Nach dem ersten Mittagssnack ging es sofort in den Fluss schwimmen. Auch wir haben uns über die Abkühlung gefreut, da es zu Anfang sehr warm war. Natürlich spielten wir ebenfalls eine Aufsichtsrolle, falls etwas passieren sollte im Wasser. Wir hatten alle viel Spaß. Es wurden Spiele gespielt und jeder durfte sich frei bewegen. Von Fußball, Volleyball bis hin zu Brettspielen gab es alles im Angebot. Leider fing es später plötzlich an zu regnen. Doch das stellte glücklicherweise kein Problem dar, da man sowieso nass war vom Schwimmen und die meisten Kinder den Regen genossen haben nach den ganzen heißen Tagen. Abends gab es leckeres Essen von den fleißigen Müttern. Nach dem gemeinsamen Essen machten sich viele Mädels fertig für den Abend, da es noch eine kleine Vorführung gab. Eine Gruppe von Mädels haben einen typisch paraguayischen Tanz vorgeführt. Auch andere haben getanzt und uhren Talenten freien Lauf gelassen. Mit diesem schönen Abschluss ging es für alle ins Bett. Da wir doch mehr Leute waren als Betten, mussten sich einige mit Matratzen auf den Boden legen. Meine zwei Mitfreiwilligen und ich haben uns daher auch zu dritt zwei Matratzen geteilt. Das hat tatsächlich sehr gut geklappt. Da ich sehr kaputt war von diesem erfüllten Tag, bin ich schnell eingeschlafen.

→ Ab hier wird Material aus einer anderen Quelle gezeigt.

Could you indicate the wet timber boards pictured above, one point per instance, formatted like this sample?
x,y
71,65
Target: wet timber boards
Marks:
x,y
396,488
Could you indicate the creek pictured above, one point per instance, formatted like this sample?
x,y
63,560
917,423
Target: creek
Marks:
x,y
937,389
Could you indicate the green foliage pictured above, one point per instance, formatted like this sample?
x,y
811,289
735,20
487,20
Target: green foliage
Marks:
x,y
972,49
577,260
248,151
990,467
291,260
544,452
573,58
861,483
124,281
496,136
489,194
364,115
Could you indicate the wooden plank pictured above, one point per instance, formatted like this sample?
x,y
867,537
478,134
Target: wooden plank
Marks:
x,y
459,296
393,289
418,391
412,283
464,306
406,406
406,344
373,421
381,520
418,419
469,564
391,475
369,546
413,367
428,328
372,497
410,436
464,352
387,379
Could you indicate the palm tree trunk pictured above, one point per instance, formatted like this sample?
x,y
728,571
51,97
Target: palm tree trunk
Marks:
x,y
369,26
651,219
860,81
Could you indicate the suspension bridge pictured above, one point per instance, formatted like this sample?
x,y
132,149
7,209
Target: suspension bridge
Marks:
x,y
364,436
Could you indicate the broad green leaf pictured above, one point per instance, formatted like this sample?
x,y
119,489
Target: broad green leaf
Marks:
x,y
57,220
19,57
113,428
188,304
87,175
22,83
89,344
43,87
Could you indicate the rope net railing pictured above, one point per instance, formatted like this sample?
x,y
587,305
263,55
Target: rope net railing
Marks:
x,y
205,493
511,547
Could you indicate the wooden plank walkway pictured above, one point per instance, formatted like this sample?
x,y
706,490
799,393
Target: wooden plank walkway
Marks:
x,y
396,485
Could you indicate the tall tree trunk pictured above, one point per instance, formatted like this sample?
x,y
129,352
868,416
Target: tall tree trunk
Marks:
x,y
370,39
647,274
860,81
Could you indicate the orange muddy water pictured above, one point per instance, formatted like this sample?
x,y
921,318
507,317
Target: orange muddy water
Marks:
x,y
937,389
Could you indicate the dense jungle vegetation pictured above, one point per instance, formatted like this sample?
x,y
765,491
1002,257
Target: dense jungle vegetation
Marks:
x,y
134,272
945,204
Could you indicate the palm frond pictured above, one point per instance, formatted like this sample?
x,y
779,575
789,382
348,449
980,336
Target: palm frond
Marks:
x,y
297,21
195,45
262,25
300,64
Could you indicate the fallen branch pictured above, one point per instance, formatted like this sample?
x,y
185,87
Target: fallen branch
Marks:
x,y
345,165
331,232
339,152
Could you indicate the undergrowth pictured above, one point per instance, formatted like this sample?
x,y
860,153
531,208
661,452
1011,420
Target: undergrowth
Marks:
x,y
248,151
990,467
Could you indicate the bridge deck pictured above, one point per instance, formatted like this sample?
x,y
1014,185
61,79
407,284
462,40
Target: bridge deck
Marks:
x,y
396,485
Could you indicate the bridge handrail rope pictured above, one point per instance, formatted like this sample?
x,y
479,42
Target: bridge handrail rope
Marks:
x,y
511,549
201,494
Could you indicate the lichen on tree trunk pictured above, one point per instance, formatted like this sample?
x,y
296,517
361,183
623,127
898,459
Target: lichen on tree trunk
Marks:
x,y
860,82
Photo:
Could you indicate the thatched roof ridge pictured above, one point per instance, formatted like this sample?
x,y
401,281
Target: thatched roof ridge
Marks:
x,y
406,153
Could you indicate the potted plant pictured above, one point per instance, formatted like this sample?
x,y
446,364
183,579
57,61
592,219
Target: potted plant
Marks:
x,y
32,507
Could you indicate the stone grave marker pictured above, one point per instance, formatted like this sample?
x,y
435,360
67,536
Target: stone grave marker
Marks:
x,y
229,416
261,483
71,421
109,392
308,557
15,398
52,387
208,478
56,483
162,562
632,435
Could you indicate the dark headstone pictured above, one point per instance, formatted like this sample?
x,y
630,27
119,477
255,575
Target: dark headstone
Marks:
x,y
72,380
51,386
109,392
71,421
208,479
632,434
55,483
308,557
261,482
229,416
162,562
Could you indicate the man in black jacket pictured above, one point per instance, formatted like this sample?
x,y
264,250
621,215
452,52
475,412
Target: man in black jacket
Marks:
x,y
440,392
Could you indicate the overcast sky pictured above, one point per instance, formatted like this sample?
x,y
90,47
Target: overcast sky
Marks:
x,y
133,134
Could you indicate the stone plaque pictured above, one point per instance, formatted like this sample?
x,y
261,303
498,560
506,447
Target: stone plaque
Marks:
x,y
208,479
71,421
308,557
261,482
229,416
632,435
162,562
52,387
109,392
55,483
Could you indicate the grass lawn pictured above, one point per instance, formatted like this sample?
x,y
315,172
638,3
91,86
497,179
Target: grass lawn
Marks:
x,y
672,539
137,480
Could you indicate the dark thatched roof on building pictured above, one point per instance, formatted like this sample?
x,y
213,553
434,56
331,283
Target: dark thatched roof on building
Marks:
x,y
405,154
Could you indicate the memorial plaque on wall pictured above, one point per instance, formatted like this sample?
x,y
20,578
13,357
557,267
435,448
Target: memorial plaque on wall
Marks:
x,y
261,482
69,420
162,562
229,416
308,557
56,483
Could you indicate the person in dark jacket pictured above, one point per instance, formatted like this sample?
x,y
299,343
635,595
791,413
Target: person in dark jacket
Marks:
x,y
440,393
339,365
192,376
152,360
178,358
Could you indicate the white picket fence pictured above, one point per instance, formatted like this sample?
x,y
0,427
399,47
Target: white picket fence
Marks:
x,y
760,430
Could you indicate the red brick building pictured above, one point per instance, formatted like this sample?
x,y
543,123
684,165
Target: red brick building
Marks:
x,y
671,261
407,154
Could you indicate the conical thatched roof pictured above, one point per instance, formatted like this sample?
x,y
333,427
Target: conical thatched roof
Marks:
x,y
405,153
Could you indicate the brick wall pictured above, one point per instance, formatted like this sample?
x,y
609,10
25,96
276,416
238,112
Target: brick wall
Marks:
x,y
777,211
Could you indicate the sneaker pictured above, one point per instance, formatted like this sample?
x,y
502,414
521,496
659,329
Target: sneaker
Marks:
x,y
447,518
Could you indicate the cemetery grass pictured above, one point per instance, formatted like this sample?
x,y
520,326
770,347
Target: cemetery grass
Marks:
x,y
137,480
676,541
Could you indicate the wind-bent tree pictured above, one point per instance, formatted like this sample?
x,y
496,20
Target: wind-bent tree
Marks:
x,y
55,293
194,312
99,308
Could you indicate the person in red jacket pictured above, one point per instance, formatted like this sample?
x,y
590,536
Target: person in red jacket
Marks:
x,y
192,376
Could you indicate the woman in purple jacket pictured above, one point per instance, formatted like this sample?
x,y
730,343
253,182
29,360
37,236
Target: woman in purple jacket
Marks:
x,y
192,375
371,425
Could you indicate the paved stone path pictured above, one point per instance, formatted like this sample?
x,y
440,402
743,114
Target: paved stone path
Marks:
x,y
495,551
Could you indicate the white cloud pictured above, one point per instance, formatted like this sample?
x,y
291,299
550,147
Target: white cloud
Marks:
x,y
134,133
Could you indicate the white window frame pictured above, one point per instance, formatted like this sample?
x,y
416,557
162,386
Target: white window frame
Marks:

Am nächsten Tag nach dem Frühstück ging es mit dem Spaß weiter. Wir haben für die Kinder Spiele vorbereitet und organisiert. Anna und ich haben ein Balance-Spiel angeleitet, welches „raquetas con aqua“ hieß. Der Name erklärt eigentlich schon im Groben, worum es geht: Die Kinder mussten sich in Gruppen aufstellen und je Gruppe gab es einen Schläger, auf dem ein Becher mit Wasser steht. Damit mussten die Kinder und Jugendlichen einmal um bestimmte Ziele laufen. Die Gruppe, welche schneller war und den Becher nicht verlor, hatte gewonnen. Das war eins von sieben Spielen insgesamt. Nach dem ganzen Spaß wurde noch ein letztes Mal der erfrischende Fluss ausgenutzt, bevor es nach ein paar Stunden wieder nach Hause ging. Zurück ging es für mich mit den anderen in den Bussen. Aufgrund von Platzmangel verbrachte ich die Rückreise auf der Treppe im Bus.
Zuhause angekommen musste viel Schlaf nachgeholt werden.
Ich hab diese Zeit auf jeden Fall mit allen sehr genossen, und konnte mit den Kindern eine engere Bindung aufbauen. Am Ende war ich aber dennoch froh darüber, in meinem Bett zu liegen.

 

Bienvenido a Paraguay!

„Endlich angekommen!“

Das war mein allererster Gedanke, als ich die 18-stündige Busfahrt von Buenos Aires nach Asuncion hinter mir hatte. Nach dem zweiwöchigen Seminar in Buenos Aires mit der Partnerorganisation „IERP“, ging es für mich nach Paraguay. Als ich am Busbahnhof angekommen bin, war ich erst sehr aufgeregt. Begrüßt wurde ich in Asuncion mit einem heißen Wetter von 35 Grad. Schon die erste kleine Herausforderung, denn in Argentinien waren es zu der Zeit gerade erst 10 – 17 Grad. Im Auto, mit den ganzen Gepäck im Schoß, bewunderte ich mein neues Zuhause aus dem Fenster. So erreichten wir den Ort, an dem wir die restliche Zeit leben werden – die „Congregacion Evangelica Alemana“. Dies ist ein Internat, genauer gesagt ein Studentenwohnheim. Angekommen war ich ein wenig überrascht, wie grün die Umgebung ist. Ich musste erstmal den Gedanken sacken lassen, dass hier mein neues Zuhause sein wird für das nächste Jahr. Es traten zu Anfang ein paar Schwierigkeiten auf, an die ich mich gewöhnen musste, z. B. dass 30 Personen eine Waschmaschine teilen müssen und eine gemeinsame Küche, die mit der Hälfte der Bewohner geteilt wird. Aber das ist nichts, was nicht zu überstehen ist. Man lernt, mit allem zu leben zu können. An dem Anreisetag sind meine Mitreisenden und ich noch zusammen einkaufen gegangen, denn zu mehr waren wir zu erschöpft. Am Abend wurden wir noch herzlich begrüßt mit einem „Bienvenido“-Schild von ein paar Leuten des Internats. Den Abend haben wir mit dem landestypischen Getränk Terere und Empanadas ausklingen lassen. 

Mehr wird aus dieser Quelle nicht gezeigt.